There are many different ways of learning music. Many of the lessons at Mandolins Heal The World include standard music notation and tablature, but some do not. Some music is best learned by ear, video and imitating. Some music is simply very complicated to write out while being quite simple to play. Rock, blues, and some bluegrass notations would require a classically trained musician to read them while the original artists can't read music at all. The funny thing is, that while the classically trained person might be able to read the music, it will not have the right feel simply because they are reading it. When is the last time you saw a great rock, blues or bluegrass band reading sheet music? During the time that this video was on YouTube, I had hundreds of requests for tablature. What I have decided to do for this presentation of this song is included some printed material, but not a note for note transcription of what I am playing or of what was on the original recording.
I see this type of arrangement as a sketch that hints at the original recording but utilizes the strength of the mandolin as the featured instrument. The mandolin was used in the original recording but was not featured as the main melody as it was a vocal song and Robert Plant's vocal melody and lyrics were the main focus. The backing of layered acoustic guitars and mandolins made a perfect soundscape to support the vocal. Along with the YouTube video (which is fairly low-rez and fuzzy), I have included PDF printouts of the chord progression and the interesting form of this song which includes verses, two separate bridges, and a signature mandolin lick that I use to cue or lead into each verse. I have also included a second video that breaks down the picking pattern a bit more and explains a bit about the fills used in the YouTube video. Most of us baby boomers that know this song will automatically start singing the melody upon seeing the lyrics so I have included a lyric sheet.

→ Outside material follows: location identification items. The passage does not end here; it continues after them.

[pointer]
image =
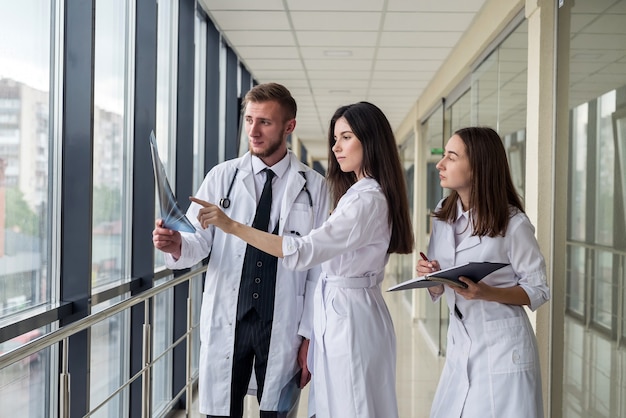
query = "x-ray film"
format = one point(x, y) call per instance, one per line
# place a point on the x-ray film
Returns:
point(173, 217)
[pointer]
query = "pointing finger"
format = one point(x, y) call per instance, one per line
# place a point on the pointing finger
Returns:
point(199, 201)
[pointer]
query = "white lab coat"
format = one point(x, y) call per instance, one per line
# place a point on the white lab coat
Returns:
point(294, 290)
point(492, 362)
point(352, 354)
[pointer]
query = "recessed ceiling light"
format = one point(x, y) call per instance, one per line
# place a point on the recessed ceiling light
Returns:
point(338, 53)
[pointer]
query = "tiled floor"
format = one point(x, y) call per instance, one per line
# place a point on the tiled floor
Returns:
point(418, 366)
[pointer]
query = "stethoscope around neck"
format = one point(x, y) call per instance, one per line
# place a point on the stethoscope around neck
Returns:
point(225, 201)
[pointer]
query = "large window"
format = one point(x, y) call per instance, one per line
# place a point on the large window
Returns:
point(25, 32)
point(592, 51)
point(25, 180)
point(498, 98)
point(111, 199)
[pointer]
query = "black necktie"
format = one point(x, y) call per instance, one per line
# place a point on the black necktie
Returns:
point(262, 217)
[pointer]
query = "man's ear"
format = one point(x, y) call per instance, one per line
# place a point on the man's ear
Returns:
point(290, 126)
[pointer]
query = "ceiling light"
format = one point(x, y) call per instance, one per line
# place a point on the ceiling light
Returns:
point(338, 53)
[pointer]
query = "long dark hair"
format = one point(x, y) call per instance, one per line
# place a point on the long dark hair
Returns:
point(492, 191)
point(381, 162)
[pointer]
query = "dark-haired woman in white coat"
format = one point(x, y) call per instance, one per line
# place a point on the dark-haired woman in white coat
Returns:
point(492, 363)
point(352, 355)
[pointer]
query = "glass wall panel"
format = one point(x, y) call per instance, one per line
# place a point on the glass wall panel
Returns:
point(25, 385)
point(578, 173)
point(605, 166)
point(459, 114)
point(592, 57)
point(25, 182)
point(498, 92)
point(111, 225)
point(199, 101)
point(434, 318)
point(109, 363)
point(484, 91)
point(25, 33)
point(602, 307)
point(161, 350)
point(575, 293)
point(109, 157)
point(166, 95)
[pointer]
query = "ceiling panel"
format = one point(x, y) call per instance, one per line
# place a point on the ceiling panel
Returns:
point(335, 52)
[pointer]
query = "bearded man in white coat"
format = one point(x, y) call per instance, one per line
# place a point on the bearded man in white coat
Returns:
point(256, 315)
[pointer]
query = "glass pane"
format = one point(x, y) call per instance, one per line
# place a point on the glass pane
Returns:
point(605, 189)
point(513, 73)
point(24, 154)
point(603, 290)
point(199, 102)
point(165, 96)
point(575, 392)
point(162, 370)
point(591, 60)
point(460, 113)
point(109, 362)
point(575, 296)
point(484, 90)
point(578, 173)
point(24, 385)
point(109, 164)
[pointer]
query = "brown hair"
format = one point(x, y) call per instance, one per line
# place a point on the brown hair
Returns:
point(492, 191)
point(381, 162)
point(272, 92)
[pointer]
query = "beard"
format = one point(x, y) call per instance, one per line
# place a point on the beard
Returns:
point(271, 149)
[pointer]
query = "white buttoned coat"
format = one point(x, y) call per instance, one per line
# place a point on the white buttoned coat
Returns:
point(492, 363)
point(293, 306)
point(352, 355)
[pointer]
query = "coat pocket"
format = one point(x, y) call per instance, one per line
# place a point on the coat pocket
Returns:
point(510, 345)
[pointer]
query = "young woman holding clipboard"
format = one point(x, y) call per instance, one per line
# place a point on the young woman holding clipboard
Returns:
point(492, 363)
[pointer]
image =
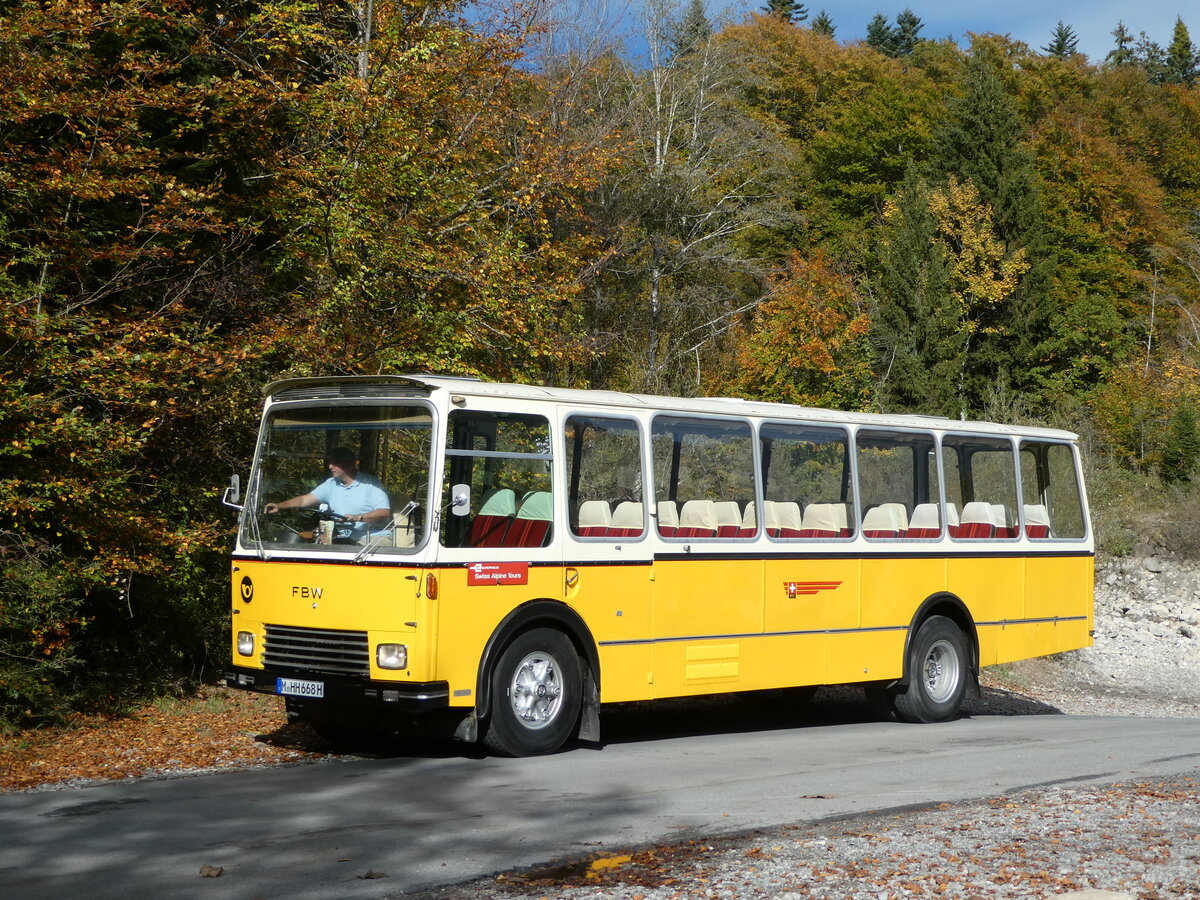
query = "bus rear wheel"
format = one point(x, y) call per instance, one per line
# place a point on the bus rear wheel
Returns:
point(937, 673)
point(537, 694)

The process I suggest for learning this song is to learn the chords and the picking pattern for the verses and bridges first. Feel free to sing along if you wish. Next try finding the main melody notes (don't worry about getting it exactly as Robert sang it) while maintaining as much of the rhythm picking pattern as you can. After a little practice, you will end up with an arrangement that includes some of the melody and some of the rhythm, but will sound great on the mandolin! Lastly I have included practice tracks so you can practice playing melody and the chords for this great acoustic Led Zeppelin song.